ELYRIA — The Elyria Building Department has conducted a special inspection of the old Lorain County Courthouse at the request of the county’s judges, much to the consternation of the county commissioners, who hold ownership of the building.
The Aug. 1 request asked the city to conduct the inspection because of “concern over water, mold, rodent infestation, structural integrity, etc.”
“The judges ordering Tim Lubbe to call the Elyria Building Department is kind of overreaching,” Commissioner Ted Kalo said.
The inspection cost the court $144.20 and had to be paid before the city would undertake the inspection, according to General Division Court Administrator Tim Lubbe, who defended the request.
“Just because the county is a form of government doesn’t mean they are not subject to regulation by other entities,” Lubbe said.
The building, constructed in 1881, currently houses a portion of the county’s Adult Probation Department and the county’s crime lab, both of which are overseen by the judges.
During a heated exchange at Wednesday’s commissioners’ meeting with county Administrator Jim Cordes, Lubbe said he and other court employees have made numerous requests for repairs and cleaning to take place in the old courthouse in recent years, most of which have been ignored.
Cordes complained that Lubbe asked the city for the inspection and didn’t inform the commissioners.
“We don’t have to call you,” Lubbe responded.
Cordes also accused Lubbe of overstepping.
“You don’t have authority over that building,” he said.
According to the city’s undated special inspection report, city workers found ceiling leaks, missing baseboard trim, missing ceiling tiles, leaking toilets, insects, peeling paint, mold under floor covering and other problems.
“The building while old is in relatively decent shape for its age,” the unsigned report said. “Other than some water damage evidence there was no visible sighting of mold or rodents.”
The largest concern, according to the report, was windows with broken latches or torn screens that could allow rodents to get inside.
“Most of the observed items are or could be repaired by experienced maintenance personnel,” the report concluded.
Lubbe said he doesn’t believe the report addresses all of the concerns brought up during the inspection. City building officials did not respond to requests for comment Wednesday.
Lubbe said after the meeting that he was following the orders of the county’s six General Division judges when he contacted the Building Department about issues his bosses felt weren’t being addressed.
“The court is not the county,” he said. “We’re the occupants of that building.”
Cordes said that Lubbe and his employees have sent requests for minor issues, including tack-holes in walls and asked to have the floors in one area of the building cleaned.
He said the county has had to cut its maintenance and housekeeping staff to deal with budget shortfalls and repairs have to be prioritized. The judges, Cordes said, haven’t endured the same level of cuts because they’ve ordered their budget in recent years.
Many of the things Lubbe is asking for probably will never get done, Cordes said.
“Just because Lubbe thinks it’s an issue of concern, doesn’t mean it needs to be addressed,” he said.

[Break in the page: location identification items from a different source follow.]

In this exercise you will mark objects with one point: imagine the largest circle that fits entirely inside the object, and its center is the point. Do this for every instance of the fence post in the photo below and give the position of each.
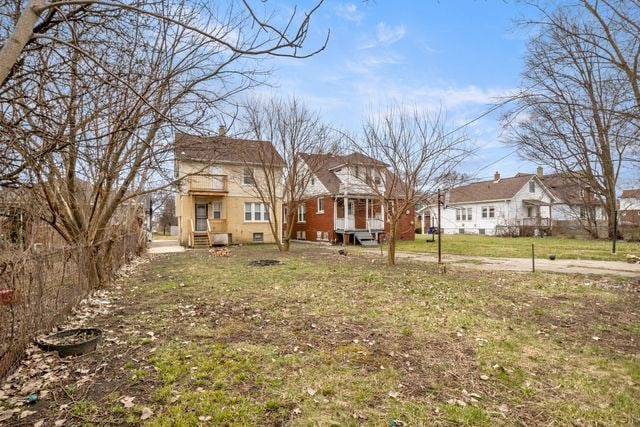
(533, 257)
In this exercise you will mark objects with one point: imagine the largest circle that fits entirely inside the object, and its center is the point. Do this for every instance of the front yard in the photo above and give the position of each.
(324, 339)
(520, 247)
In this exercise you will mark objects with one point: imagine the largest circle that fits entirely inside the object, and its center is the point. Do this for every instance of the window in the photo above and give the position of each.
(247, 177)
(216, 207)
(488, 212)
(463, 214)
(256, 212)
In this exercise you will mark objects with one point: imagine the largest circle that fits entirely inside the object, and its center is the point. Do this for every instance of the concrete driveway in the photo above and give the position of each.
(165, 247)
(616, 268)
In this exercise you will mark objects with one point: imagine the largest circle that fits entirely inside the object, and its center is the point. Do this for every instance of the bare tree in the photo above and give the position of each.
(110, 116)
(575, 113)
(294, 131)
(38, 38)
(419, 152)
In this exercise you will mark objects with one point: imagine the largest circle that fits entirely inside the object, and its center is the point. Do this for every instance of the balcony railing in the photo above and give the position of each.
(536, 222)
(211, 183)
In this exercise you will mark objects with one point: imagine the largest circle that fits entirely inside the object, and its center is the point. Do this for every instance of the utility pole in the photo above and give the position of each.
(615, 231)
(439, 230)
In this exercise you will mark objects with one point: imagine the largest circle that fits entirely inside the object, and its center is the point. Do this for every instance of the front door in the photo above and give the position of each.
(202, 211)
(351, 215)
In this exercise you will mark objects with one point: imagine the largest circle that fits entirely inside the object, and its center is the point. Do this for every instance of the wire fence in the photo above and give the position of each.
(37, 290)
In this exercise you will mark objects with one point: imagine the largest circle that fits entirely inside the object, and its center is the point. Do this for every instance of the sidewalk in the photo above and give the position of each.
(616, 268)
(165, 247)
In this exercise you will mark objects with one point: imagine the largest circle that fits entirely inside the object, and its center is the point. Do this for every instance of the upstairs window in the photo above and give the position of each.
(302, 213)
(247, 177)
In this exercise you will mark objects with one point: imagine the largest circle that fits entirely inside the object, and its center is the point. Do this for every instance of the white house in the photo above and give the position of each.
(497, 206)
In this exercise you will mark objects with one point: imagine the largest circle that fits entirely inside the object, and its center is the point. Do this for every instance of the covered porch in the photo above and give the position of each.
(356, 216)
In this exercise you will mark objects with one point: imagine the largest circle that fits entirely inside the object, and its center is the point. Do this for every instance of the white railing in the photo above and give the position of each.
(340, 224)
(375, 224)
(207, 183)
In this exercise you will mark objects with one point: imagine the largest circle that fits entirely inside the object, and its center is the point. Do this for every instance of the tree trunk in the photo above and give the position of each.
(391, 253)
(16, 42)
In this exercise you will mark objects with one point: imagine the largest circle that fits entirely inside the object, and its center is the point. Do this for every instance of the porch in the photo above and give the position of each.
(361, 221)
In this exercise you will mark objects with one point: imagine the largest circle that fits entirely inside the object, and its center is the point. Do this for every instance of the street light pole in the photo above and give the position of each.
(439, 231)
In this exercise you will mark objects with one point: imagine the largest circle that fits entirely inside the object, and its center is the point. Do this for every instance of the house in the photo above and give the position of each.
(217, 201)
(520, 205)
(342, 202)
(577, 209)
(630, 207)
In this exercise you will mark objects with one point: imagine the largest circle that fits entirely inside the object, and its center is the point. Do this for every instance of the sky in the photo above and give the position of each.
(458, 55)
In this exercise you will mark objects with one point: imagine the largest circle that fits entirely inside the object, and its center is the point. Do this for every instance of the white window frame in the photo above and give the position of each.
(218, 211)
(256, 210)
(302, 213)
(247, 176)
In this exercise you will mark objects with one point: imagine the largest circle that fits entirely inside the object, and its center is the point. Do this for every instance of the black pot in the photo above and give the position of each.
(75, 349)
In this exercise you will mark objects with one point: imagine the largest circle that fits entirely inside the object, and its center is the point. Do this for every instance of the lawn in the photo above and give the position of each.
(323, 339)
(520, 247)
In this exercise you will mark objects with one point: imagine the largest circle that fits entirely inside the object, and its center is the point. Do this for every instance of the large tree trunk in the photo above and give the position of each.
(15, 44)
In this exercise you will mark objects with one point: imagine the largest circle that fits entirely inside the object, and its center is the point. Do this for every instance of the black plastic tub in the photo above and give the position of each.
(86, 343)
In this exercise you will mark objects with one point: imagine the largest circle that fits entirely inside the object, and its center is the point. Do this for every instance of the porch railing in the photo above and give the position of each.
(203, 182)
(375, 224)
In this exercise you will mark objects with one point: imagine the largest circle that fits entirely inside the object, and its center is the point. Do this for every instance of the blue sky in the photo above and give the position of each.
(461, 55)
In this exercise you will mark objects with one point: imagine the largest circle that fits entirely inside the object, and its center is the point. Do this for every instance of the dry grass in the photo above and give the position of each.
(323, 339)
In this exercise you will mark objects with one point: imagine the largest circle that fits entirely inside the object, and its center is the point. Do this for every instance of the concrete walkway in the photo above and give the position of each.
(616, 268)
(165, 247)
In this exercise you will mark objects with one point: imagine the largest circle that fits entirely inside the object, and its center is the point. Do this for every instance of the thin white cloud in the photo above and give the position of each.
(349, 11)
(388, 35)
(384, 36)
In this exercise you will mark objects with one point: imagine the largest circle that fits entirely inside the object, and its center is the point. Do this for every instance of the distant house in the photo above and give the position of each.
(217, 201)
(630, 207)
(517, 205)
(577, 208)
(341, 203)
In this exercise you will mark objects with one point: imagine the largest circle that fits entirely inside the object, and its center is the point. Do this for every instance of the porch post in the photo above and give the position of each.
(366, 213)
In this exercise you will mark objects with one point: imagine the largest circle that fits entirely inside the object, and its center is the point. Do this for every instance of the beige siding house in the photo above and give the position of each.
(217, 202)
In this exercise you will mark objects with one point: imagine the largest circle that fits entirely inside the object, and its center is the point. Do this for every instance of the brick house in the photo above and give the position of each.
(342, 204)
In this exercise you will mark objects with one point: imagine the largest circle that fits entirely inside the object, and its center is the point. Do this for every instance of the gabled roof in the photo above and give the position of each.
(631, 194)
(225, 150)
(503, 189)
(324, 166)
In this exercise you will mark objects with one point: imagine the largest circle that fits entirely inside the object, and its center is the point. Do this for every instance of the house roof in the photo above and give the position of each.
(503, 189)
(324, 166)
(631, 194)
(225, 150)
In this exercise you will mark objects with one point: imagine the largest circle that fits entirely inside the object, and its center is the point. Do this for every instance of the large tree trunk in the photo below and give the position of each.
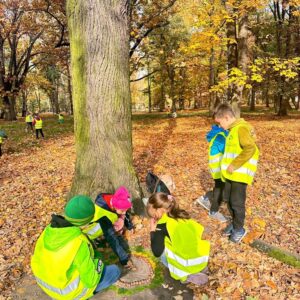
(232, 62)
(24, 103)
(246, 42)
(101, 94)
(9, 108)
(70, 89)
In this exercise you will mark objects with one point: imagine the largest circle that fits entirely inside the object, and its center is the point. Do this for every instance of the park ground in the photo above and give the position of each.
(35, 177)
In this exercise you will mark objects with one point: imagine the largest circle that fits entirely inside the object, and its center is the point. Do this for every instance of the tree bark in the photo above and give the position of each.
(70, 89)
(9, 108)
(101, 93)
(24, 103)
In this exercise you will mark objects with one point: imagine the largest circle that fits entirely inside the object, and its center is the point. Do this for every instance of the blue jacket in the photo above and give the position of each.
(219, 143)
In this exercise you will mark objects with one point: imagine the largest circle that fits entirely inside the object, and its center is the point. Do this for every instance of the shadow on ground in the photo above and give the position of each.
(170, 289)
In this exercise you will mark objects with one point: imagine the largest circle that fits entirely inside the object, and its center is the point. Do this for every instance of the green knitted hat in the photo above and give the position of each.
(80, 210)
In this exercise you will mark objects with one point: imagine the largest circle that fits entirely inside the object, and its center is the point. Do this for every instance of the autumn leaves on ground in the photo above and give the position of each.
(34, 182)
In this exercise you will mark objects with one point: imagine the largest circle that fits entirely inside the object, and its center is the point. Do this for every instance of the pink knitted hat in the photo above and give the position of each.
(120, 199)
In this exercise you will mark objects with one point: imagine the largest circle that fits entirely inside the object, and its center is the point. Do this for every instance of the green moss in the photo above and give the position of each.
(156, 281)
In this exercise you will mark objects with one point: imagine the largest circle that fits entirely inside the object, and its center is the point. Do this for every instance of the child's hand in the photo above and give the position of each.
(119, 224)
(230, 169)
(153, 224)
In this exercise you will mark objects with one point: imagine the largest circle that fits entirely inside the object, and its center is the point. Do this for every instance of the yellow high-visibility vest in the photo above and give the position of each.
(55, 273)
(38, 124)
(185, 251)
(247, 171)
(28, 119)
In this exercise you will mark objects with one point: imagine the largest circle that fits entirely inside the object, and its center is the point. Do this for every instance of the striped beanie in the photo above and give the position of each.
(79, 210)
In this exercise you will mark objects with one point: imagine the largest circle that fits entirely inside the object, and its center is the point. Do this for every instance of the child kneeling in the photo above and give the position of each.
(176, 238)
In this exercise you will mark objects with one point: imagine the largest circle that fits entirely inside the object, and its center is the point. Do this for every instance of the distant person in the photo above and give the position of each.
(29, 120)
(238, 166)
(64, 263)
(61, 119)
(111, 220)
(216, 138)
(38, 124)
(2, 137)
(176, 239)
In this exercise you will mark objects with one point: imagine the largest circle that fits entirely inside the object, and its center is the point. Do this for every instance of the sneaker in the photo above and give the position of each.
(217, 216)
(203, 201)
(237, 235)
(228, 230)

Cordes and Lubbe also clashed over Lubbe’s request to have Karen Davis, the county’s special projects director, evaluate whether another portion of the courthouse could be used to house the presentence report investigators who are employed by the Probation Department but work out of the old Columbia Gas building on Third Street.
Commissioner Tom Williams said he believes the problem is that county Maintenance Director Dennis Shawver, who he frequently criticizes, is in over his head and can’t keep up with the workload. Shawver should be keeping on top of the issues and telling county workers the status of their maintenance requests, he said.
Lubbe said part of his problem is that he simply doesn’t know what happens to his requests, which he described as vanishing into a “black hole.”
“I couldn’t care less if they’re not going to clean the floors,” he said. “The issue is if you’re not going to clean the floors, tell us that.”
Commissioner Lori Kokoski said the county doesn’t have the money right now, but she would like to see it restored eventually.
“It looks good on the outside,” she said. “Eventually we’ll get to the inside.”